A little later she turned up a letter of Farley’s in which he had enclosed a fifty-dollar bill as an addition to her regular allowance. In a characteristic postscript he enjoined her not “to tell mamma. She thinks you have enough money and it might make her jealous!”

She closed the drawer, leaving it in worse confusion than before. Comforts and luxuries were dear to her. She had enjoyed hugely her years at boarding-school. To be set adrift with a small income while the greater part of Farley’s money went to philanthropy—maybe Billy was right, after all!...

Two o’clock. She was in Farley’s room, crouched in a low rocker with her arms flung across the table in which the papers were hidden. Her heart beat furiously, and her breath came in quick gasps. She had decided now to read the wills; it would do no harm to have a look at them. If everything was to be taken away from her, she might as well know the worst and prepare for it.

Her fingers sought the catch that released the spring; the top turned easily. The papers lay as she had left them the night Farley died. She folded the open ones and thrust them into their envelopes. She counted them deliberately; there were six, including the one that had fallen from the dressing-gown, which she identified by the crosses on the envelope....

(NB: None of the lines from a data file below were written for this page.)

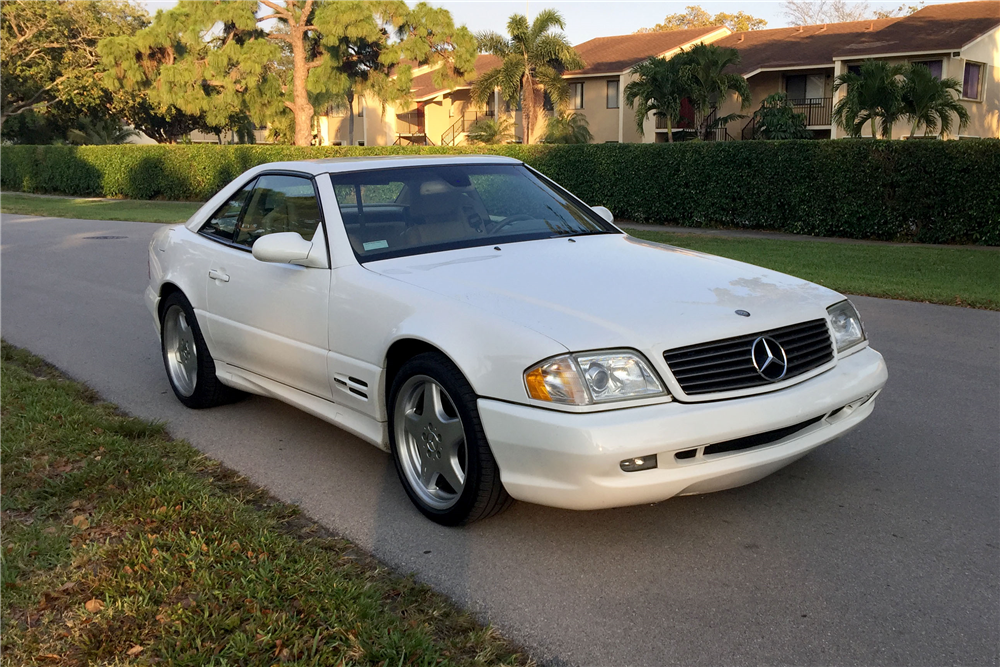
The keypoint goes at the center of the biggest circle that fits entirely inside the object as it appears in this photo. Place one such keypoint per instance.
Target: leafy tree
(705, 68)
(99, 131)
(50, 59)
(928, 101)
(568, 128)
(777, 119)
(696, 17)
(490, 131)
(658, 86)
(368, 39)
(873, 93)
(533, 59)
(812, 12)
(902, 10)
(274, 60)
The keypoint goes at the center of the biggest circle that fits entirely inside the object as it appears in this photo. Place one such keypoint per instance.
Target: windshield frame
(604, 226)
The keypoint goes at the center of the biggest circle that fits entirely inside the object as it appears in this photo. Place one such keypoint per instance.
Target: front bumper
(571, 460)
(152, 300)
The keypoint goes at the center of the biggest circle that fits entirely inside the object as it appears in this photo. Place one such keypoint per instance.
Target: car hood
(610, 290)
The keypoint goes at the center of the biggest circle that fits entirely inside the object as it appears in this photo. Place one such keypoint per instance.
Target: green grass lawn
(123, 546)
(98, 209)
(955, 276)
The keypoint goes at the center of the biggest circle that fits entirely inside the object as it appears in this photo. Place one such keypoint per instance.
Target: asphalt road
(880, 548)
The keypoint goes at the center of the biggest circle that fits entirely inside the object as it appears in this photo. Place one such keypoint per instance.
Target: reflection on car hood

If there should be no will, Copeland had said, all the property would go to her as the only heir. There was a grate in the room with the fuel all ready for lighting. It would be a simple matter to destroy all the wills. She could explain the burnt-out fire to the maid by saying that the house had grown cold in the night and that she had gone into Farley’s room to warm herself. She was surprised to find how readily explanations covering every point occurred to her. The very ease with which she thought of them appalled her. No doubt it was in this fashion that hardened criminals planned their defense....

She struck a match and touched it to the paper under the kindling. The fire blazed brightly. She was really chilled and the warmth was grateful. As she held her hands to the flames she surveyed the trifles on the mantel and her gaze wandered to a portrait of Mrs. Farley which had been done from photographs by a local artist after her death. The memory of her foster-mother’s simple kindliness and gentleness gave her a pang. She turned slowly until her eyes rested upon the bed in which Farley had suffered so long. She went back to the beginning and argued the whole matter over again.

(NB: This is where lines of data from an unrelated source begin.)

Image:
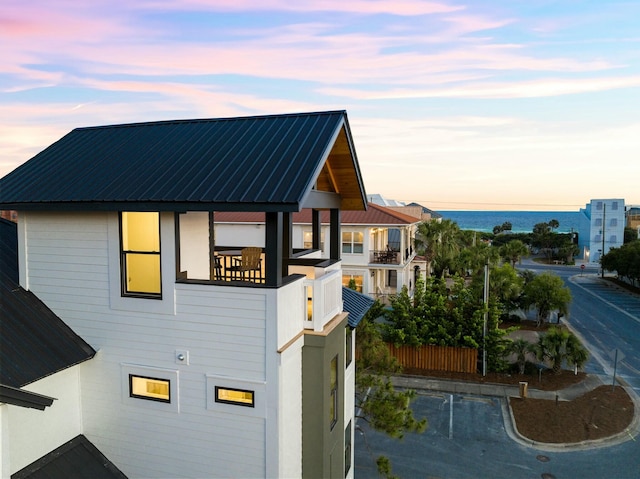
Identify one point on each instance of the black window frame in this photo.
(123, 261)
(150, 398)
(217, 399)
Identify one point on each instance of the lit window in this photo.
(140, 252)
(307, 240)
(154, 389)
(333, 406)
(239, 397)
(352, 242)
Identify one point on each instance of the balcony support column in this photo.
(274, 248)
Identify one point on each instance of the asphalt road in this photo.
(466, 437)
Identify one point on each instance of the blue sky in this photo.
(519, 105)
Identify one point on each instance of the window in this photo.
(307, 240)
(349, 346)
(140, 254)
(333, 406)
(392, 278)
(153, 389)
(239, 397)
(352, 242)
(347, 449)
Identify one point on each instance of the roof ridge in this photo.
(206, 120)
(396, 214)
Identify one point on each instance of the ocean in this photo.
(522, 221)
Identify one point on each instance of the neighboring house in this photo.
(601, 227)
(40, 363)
(633, 218)
(377, 244)
(227, 370)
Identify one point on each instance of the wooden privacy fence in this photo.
(436, 358)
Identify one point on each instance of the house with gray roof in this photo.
(212, 359)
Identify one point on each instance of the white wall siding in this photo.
(35, 433)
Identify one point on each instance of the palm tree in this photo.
(546, 292)
(559, 345)
(521, 348)
(438, 242)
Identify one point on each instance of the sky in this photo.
(457, 105)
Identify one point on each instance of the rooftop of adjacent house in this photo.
(35, 342)
(375, 215)
(258, 163)
(356, 304)
(76, 459)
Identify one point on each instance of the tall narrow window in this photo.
(333, 406)
(140, 254)
(352, 242)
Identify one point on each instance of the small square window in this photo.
(153, 389)
(239, 397)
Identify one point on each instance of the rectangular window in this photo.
(352, 242)
(307, 240)
(333, 406)
(347, 449)
(239, 397)
(140, 254)
(153, 389)
(349, 346)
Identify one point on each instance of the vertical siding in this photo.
(223, 329)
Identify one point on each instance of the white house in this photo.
(206, 365)
(601, 227)
(377, 245)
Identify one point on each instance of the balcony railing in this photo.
(384, 257)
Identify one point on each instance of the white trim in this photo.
(148, 371)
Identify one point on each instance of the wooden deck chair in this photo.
(249, 265)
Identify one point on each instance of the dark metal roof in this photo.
(76, 459)
(260, 163)
(34, 342)
(356, 304)
(22, 398)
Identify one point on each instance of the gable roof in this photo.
(76, 459)
(356, 304)
(259, 163)
(34, 342)
(374, 215)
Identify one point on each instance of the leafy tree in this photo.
(377, 402)
(521, 348)
(513, 251)
(625, 261)
(439, 243)
(558, 346)
(546, 292)
(505, 285)
(439, 316)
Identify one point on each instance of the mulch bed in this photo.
(603, 412)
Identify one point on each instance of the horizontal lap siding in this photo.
(222, 328)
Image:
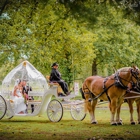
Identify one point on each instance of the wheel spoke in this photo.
(55, 111)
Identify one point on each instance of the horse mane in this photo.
(124, 69)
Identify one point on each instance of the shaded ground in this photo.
(40, 128)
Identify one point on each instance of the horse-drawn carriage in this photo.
(45, 96)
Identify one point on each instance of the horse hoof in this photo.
(114, 124)
(119, 123)
(94, 123)
(133, 123)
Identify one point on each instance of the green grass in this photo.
(40, 128)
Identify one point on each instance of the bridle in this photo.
(118, 78)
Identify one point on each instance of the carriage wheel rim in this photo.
(77, 112)
(3, 107)
(55, 111)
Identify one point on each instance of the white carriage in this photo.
(42, 93)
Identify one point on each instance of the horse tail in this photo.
(82, 93)
(87, 104)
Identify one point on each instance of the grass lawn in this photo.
(40, 128)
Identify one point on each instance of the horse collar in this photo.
(118, 81)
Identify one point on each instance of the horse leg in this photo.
(118, 119)
(90, 107)
(93, 103)
(131, 110)
(138, 110)
(113, 107)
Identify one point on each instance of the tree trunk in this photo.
(94, 67)
(3, 4)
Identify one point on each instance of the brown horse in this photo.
(132, 97)
(112, 88)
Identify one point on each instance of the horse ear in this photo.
(114, 69)
(135, 67)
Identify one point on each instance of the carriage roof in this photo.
(26, 72)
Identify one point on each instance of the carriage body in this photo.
(41, 93)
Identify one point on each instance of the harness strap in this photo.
(104, 92)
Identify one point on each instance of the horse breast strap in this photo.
(105, 89)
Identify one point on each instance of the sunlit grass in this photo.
(40, 128)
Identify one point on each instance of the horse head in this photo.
(125, 75)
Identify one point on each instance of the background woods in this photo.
(85, 37)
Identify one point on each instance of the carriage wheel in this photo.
(3, 107)
(9, 114)
(55, 111)
(77, 112)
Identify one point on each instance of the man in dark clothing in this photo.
(55, 76)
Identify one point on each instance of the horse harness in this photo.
(117, 83)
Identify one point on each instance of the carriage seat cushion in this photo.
(59, 90)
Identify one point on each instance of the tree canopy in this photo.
(84, 37)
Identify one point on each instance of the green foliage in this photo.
(72, 33)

As at other times, in moods of depression, she thought of the squalor of her childhood; of her father, Dan Corrigan, trapper, fisherman, loafer, brutal drunkard. She gazed at her white, slim fingers and recalled her mother’s swollen, red hands as she had bent for hours every day over the wash-tub. Her mother had been at least an honest woman, who had addressed herself uncomplainingly to the business of maintaining a home for her children.